Summary
holding that mother and son were in privity with one another in prior paternity suit brought by mother; therefore, prior suit barred son's subsequent suit under doctrine of res judicata
Summary of this case from Purcell v. BellingerOpinion
April 22, 1996
Appeal from the Family Court, Suffolk County (Snellenburg, J.).
Ordered that the order is affirmed, without costs or disbursements.

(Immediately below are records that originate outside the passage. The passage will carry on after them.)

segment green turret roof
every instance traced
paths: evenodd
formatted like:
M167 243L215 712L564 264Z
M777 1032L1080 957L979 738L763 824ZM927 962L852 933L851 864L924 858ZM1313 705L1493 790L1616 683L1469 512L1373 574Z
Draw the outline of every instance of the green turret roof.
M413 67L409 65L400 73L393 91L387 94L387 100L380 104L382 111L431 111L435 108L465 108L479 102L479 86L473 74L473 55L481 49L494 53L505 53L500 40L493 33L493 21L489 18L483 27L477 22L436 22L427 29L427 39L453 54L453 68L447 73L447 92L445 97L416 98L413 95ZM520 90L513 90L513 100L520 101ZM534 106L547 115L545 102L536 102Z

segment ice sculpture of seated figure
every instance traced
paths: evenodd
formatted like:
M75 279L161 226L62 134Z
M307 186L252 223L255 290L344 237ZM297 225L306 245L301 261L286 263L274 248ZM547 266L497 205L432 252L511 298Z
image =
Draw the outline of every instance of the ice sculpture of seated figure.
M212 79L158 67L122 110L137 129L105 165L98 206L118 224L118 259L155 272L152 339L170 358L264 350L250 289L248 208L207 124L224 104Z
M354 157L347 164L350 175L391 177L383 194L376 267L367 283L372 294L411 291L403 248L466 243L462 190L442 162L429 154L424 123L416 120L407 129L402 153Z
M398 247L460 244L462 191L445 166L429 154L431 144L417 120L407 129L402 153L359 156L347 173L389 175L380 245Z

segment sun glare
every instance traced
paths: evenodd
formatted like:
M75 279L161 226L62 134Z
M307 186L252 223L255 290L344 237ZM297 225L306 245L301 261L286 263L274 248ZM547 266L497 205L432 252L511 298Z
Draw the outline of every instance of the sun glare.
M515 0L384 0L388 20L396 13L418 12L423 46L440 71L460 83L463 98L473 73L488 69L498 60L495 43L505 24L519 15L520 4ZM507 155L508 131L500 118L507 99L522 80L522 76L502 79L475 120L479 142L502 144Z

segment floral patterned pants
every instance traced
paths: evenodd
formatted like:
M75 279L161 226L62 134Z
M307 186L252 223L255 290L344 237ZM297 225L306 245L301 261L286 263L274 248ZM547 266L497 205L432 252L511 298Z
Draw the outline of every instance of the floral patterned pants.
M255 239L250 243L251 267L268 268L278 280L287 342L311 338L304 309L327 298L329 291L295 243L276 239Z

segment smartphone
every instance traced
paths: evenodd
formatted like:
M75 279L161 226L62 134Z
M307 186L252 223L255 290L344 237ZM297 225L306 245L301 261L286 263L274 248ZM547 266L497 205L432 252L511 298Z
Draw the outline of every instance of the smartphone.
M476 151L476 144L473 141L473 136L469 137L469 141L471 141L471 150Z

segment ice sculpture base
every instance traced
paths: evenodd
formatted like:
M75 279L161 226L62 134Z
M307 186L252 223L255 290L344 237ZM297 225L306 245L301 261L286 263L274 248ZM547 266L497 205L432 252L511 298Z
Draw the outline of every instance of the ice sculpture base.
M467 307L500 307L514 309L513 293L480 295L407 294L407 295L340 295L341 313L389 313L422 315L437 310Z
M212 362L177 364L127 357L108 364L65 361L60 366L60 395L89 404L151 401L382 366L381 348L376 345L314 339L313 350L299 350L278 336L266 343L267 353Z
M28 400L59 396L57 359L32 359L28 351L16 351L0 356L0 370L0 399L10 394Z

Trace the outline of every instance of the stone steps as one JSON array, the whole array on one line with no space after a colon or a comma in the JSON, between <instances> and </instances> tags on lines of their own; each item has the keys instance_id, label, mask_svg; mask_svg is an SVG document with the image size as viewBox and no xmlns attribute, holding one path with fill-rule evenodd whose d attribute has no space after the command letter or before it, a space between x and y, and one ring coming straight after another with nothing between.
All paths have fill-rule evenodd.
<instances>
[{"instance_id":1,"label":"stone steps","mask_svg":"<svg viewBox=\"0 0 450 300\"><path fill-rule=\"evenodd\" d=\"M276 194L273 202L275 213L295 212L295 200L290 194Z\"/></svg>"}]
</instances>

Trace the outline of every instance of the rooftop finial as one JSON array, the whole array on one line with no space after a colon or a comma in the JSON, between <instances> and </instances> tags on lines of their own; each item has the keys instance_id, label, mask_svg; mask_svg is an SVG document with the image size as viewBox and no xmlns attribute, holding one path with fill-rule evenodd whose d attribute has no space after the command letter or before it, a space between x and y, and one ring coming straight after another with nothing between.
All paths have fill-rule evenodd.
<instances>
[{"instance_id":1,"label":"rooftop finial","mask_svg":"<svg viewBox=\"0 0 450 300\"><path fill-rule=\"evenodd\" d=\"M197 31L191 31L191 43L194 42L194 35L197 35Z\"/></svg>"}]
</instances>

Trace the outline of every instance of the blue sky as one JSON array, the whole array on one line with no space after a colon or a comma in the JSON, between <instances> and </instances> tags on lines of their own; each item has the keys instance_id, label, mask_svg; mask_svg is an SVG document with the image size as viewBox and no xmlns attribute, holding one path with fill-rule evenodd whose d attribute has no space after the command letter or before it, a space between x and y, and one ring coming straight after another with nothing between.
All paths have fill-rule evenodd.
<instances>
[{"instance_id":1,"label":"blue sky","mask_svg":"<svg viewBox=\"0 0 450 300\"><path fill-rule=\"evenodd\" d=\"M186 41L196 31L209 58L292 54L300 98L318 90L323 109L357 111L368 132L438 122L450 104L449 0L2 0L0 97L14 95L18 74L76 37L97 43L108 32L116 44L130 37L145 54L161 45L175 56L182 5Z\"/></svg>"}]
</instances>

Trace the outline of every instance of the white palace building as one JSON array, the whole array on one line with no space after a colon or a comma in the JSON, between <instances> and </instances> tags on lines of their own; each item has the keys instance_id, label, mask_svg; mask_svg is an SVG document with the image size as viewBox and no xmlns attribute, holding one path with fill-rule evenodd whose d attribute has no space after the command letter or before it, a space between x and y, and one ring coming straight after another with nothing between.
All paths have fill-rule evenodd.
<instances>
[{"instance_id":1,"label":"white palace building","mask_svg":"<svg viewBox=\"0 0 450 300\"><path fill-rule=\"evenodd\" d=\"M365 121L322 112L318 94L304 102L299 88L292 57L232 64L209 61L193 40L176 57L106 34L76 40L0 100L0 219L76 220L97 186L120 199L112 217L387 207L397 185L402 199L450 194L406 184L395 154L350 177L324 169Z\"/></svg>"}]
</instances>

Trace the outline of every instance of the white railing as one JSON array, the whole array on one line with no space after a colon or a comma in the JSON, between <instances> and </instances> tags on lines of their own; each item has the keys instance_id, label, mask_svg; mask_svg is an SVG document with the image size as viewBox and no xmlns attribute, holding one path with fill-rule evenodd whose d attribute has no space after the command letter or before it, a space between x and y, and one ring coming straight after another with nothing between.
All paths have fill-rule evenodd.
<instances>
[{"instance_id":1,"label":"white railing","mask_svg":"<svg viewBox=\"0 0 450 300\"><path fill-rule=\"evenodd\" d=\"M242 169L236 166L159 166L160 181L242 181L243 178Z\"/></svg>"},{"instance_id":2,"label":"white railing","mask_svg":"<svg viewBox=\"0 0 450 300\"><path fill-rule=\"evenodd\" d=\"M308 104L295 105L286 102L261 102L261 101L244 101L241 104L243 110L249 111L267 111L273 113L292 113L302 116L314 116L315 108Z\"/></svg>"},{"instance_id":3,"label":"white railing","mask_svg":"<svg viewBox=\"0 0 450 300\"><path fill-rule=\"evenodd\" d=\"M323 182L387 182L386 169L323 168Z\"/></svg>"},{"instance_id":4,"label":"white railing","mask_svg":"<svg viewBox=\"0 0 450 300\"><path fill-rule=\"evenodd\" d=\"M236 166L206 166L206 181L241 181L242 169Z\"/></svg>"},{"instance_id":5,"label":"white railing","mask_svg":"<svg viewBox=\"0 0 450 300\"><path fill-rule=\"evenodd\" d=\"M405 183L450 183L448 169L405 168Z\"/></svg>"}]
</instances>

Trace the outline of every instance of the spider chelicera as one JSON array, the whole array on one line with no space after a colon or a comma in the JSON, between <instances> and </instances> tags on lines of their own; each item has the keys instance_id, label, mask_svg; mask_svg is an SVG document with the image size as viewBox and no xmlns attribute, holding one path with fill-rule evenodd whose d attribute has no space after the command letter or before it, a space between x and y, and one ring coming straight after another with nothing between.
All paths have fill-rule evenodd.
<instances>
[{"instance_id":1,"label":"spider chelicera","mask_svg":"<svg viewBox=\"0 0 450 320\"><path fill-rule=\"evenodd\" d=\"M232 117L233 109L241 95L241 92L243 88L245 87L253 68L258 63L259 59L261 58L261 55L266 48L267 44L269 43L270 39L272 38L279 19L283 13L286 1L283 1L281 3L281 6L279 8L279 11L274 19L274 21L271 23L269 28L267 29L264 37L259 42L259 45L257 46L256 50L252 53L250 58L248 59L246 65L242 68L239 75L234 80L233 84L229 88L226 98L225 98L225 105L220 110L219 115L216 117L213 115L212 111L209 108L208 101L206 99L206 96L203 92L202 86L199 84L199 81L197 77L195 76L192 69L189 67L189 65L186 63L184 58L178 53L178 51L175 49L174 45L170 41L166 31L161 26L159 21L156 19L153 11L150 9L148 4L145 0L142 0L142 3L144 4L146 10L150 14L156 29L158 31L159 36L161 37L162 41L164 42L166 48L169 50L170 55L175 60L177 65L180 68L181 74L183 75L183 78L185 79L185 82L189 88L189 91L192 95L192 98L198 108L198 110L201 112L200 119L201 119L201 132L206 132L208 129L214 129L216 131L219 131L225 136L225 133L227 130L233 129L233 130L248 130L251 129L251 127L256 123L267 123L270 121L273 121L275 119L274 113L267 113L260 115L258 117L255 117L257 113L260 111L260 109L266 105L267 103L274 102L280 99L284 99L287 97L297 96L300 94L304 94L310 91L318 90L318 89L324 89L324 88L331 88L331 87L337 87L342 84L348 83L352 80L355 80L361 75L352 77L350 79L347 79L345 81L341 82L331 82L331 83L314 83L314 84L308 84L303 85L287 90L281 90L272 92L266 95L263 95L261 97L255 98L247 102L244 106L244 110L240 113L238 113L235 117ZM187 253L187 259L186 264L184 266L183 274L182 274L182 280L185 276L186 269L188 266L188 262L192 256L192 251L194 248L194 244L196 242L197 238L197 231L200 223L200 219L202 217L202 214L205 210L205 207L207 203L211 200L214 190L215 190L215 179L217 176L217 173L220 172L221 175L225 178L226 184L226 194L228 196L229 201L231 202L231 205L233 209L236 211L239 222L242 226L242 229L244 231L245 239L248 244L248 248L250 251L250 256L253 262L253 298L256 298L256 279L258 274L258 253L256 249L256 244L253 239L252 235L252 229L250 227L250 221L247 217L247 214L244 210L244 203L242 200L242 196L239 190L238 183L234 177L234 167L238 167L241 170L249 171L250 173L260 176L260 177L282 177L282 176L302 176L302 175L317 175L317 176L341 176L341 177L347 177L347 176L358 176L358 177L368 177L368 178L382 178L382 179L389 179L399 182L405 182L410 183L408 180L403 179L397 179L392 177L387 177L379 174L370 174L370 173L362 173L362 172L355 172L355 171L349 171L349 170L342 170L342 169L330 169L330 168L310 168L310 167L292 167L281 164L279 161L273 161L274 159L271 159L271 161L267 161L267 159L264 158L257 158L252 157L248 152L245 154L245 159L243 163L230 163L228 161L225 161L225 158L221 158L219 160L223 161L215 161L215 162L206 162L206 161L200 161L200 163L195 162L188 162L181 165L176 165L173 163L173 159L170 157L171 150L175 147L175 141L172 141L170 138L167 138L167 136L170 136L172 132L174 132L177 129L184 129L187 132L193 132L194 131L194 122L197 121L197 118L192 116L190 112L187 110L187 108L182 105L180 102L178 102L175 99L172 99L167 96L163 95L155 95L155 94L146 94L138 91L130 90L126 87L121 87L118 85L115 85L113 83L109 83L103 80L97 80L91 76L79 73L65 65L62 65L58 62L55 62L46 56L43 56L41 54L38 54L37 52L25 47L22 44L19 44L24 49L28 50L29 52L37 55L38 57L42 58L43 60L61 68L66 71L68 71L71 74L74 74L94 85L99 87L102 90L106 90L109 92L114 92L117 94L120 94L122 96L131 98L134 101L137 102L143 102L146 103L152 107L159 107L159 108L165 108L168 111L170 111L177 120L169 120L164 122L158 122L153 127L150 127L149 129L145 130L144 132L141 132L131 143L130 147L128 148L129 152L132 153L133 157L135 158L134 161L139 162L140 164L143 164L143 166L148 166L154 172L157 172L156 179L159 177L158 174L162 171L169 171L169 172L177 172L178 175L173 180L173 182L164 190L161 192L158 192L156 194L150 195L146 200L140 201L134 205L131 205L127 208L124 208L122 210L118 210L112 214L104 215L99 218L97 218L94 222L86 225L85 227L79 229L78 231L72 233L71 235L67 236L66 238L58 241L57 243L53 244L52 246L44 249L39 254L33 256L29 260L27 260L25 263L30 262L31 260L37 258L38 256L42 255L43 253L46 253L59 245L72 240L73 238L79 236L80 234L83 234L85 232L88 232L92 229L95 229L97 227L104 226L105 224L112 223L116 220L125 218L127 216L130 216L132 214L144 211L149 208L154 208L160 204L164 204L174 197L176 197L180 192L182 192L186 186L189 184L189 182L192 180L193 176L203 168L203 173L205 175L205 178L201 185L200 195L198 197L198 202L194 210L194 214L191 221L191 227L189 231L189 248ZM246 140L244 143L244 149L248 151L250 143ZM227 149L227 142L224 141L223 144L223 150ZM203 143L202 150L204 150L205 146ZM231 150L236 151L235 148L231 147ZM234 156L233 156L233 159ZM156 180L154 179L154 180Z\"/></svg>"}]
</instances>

The petitioner commenced this proceeding, inter alia, to establish that the respondent was his biological father. However, in 1984, the petitioner's mother commenced and unsuccessfully prosecuted a proceeding for the same relief ( see, Matter of Denise H. v. John C., 135 A.D.2d 816). Accordingly, because the petitioner and his mother are parties in privity with one another, the instant proceeding is barred by the doctrine of res judicata ( see, Matter of Slocum [Nathan A.] v. Joseph B., 183 A.D.2d 102). Contrary to the petitioner's assertions on appeal, the record reveals that the proceeding commenced by the petitioner's mother was neither commenced nor prosecuted by the Department of Social Services pursuant to Family Court Act § 571 ( see, Matter of Cathleen P. v. Gary P., 63 N.Y.2d 805; Matter of Rhonda Y. v Victor Z., 198 A.D.2d 596).
The petitioner's remaining contention is without merit. Mangano, P.J., Ritter, Hart and McGinity, JJ., concur.